KAS (Köln)

Gesamtbeurteilung der Klasse OI G

Gesamturteil Klasse OI G

Will man die Leistungen der Klasse gerecht beurteilen, so muss man berücksichtigen, dass sie zu den Jahrgängen gehört, die gar keinen oder nur ungeregelten Unterricht in der Mittelstufe hatten. Ein schlechtes Gedächtnis, auf jahrelangem Eiweissmangel beruhend, erschwerte das Erlernen der lateinischen und griechischen Sprache in 5, bezw. 4 Jahren sehr.

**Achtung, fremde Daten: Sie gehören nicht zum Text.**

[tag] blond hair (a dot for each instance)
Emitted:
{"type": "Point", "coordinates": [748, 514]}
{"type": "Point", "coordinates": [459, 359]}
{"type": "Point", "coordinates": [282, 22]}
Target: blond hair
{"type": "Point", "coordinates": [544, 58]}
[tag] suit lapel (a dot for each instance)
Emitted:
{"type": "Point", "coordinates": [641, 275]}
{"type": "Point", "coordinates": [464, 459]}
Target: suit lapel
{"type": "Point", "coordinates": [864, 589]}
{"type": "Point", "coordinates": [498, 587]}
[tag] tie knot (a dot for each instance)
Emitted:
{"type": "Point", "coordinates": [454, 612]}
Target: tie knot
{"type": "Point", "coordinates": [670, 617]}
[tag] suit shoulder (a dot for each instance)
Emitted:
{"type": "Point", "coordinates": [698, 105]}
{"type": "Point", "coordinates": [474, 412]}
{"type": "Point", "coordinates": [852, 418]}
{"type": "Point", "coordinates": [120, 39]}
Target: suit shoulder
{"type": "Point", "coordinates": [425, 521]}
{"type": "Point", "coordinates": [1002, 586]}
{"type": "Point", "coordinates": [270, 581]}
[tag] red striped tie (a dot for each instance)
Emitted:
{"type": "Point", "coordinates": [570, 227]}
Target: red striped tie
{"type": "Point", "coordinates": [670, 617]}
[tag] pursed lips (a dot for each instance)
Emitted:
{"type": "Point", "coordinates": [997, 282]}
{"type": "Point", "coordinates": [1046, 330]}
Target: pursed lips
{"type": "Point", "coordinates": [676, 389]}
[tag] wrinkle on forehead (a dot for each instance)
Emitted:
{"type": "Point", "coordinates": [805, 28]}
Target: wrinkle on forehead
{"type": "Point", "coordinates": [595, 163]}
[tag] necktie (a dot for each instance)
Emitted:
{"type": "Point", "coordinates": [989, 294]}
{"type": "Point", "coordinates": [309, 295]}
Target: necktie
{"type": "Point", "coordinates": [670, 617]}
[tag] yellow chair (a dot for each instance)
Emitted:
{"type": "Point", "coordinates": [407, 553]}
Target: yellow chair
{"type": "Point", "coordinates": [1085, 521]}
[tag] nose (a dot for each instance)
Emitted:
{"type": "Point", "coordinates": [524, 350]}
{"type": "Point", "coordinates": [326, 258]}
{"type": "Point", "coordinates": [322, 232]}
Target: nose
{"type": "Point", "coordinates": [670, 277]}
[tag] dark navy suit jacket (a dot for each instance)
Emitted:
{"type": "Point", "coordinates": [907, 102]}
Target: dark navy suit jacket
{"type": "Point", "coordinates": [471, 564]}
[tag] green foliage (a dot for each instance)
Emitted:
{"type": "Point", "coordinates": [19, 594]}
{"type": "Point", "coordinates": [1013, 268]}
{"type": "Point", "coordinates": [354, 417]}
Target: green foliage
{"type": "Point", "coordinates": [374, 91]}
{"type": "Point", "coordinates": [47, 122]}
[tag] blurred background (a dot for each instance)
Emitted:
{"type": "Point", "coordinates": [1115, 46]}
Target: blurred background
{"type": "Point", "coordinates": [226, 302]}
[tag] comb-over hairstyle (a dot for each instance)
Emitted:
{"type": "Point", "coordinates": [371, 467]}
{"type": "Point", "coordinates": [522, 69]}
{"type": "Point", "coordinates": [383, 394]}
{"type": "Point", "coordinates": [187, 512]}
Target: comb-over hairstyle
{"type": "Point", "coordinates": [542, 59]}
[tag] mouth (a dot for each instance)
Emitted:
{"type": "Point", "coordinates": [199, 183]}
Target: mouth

Ernsten Fleiss und unermüdliche Gewissenhaftigkeit hat die Klasse genug aufgebracht; fast alle Schülerinnen lernten mit lebhaftem Ehrgeiz, um möglichst bald alles Versäumte nachzuholen. Die Fähigkeit, das erlernte Wissen in eigenen lebendigen Besitz zu verwandeln, hielt mit dem Ehrgeiz nicht immer ganz Schritt. Korrektes Arbeiten, korrektes Verhalten erleichterte zwar die Disciplin, nicht aber den unmittelbaren und lebendigen Austausch. Die Discussion kam meist nur langsam in Fluss, umso mehr als die Klasse mit eigenen Ideen und mit Phantasie nicht reich gesegnet ist. Darum kann sie auch in Aufsätzen und in altsprachlichen Übersetzungen, die mit korrektem Wissen allein nicht gemeistert werden können, enttäuschen.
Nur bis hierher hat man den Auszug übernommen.